# Italian Job Offer



## jjmswgj (Feb 25, 2010)

We are considering a job offer and would be moving from the US to Northern Italy. Can anyone refer me to a good site or resource to compute cost of living differences? I am aware that I would be going from a low cost of living to a high, but can't compute anything further than that at the moment! Any help would be appreciated!


----------



## Bevdeforges (Nov 16, 2007)

Some of the international realtors' websites have links to some cost of living calculators (Century 21, Coldwell Banker, etc.) - but personally I don't have alot of faith in those sorts of calculations.

Moving to another country involves real lifestyle changes that can't really be factored into any calculation. For instance, it's very unlikely you'll find a home in Italy that is the same size as where you're living in Dallas. Then, if you're going to be resident in Italy, then you'll probably fall under the Italian health care system (which is a HUGE savings over what you're paying in the US for health insurance and co-pays). Gasoline is much more expensive, but cars are smaller and driving distances are considerably less than what you deal with now. (And if you're lucky, there may even be mass transit you can use!)

You may also need to take the specific terms of your job offer into account. If you're on expat payroll, consider the various perks included. If you're on local payroll, you may need to adjust for things like trips back home that aren't covered.
Cheers,
Bev


----------



## wraith (Mar 4, 2010)

jjmswgj said:


> We are considering a job offer and would be moving from the US to Northern Italy. Can anyone refer me to a good site or resource to compute cost of living differences? I am aware that I would be going from a low cost of living to a high, but can't compute anything further than that at the moment! Any help would be appreciated!

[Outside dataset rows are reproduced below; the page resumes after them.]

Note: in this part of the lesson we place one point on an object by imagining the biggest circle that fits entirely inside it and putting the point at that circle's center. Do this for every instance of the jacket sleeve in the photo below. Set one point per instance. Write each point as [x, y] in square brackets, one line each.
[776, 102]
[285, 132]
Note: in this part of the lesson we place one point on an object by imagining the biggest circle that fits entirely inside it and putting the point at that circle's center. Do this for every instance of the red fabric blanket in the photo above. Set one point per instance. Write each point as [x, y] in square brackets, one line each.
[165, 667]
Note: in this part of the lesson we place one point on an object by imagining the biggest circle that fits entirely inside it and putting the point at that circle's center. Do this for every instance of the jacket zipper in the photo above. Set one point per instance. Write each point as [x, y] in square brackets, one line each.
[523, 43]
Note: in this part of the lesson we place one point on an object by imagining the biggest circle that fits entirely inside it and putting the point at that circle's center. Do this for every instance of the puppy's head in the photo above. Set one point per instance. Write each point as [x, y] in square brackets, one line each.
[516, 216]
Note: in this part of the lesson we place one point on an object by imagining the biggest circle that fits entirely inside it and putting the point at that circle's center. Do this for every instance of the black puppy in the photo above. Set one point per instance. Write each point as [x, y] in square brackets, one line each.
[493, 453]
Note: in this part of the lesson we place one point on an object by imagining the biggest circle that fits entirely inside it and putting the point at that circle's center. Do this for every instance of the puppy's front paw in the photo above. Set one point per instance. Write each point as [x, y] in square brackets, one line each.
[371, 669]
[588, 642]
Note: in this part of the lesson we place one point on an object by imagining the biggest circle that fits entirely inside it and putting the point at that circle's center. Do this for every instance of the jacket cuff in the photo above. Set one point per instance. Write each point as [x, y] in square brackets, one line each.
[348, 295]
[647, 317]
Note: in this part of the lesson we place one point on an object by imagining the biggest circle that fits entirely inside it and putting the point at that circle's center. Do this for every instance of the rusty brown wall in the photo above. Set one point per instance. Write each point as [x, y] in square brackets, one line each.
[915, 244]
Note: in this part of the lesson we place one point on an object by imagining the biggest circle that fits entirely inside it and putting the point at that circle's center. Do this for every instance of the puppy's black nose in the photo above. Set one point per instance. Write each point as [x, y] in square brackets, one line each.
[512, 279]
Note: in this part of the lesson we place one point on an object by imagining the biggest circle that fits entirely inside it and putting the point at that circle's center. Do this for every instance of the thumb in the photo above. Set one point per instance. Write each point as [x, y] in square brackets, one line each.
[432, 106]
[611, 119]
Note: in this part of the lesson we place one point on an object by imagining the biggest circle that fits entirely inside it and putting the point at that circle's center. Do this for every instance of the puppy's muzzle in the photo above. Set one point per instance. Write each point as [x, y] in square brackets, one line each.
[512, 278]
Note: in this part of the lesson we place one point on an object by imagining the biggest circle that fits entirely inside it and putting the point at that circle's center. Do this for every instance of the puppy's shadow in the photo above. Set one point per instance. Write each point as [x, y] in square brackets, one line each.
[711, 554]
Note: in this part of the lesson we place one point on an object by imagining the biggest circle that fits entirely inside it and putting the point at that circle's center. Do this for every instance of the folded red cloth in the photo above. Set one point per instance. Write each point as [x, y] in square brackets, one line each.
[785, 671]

Hi, I am Italian and for I currently live in Milan. I will be happy to help you with any specific questions on costs in Milan if of interest, but keep in mind that it is the most expensive city in Italy (although probably on par, all considered, with Rome).

As I am unaware of living costs in the US I can't give the info to you as differences but more of what you will probably be spending.

Cheers!


----------



## marfsp (Sep 4, 2010)

*Moving to Italy*

Hey jjm,

How has the move been for you? I too am moving from Dallas to Italy next month. Any pointers you can give will be appreciated.

Cheers






jjmswgj said:


> We are considering a job offer and would be moving from the US to Northern Italy. Can anyone refer me to a good site or resource to compute cost of living differences? I am aware that I would be going from a low cost of living to a high, but can't compute anything further than that at the moment! Any help would be appreciated!


----------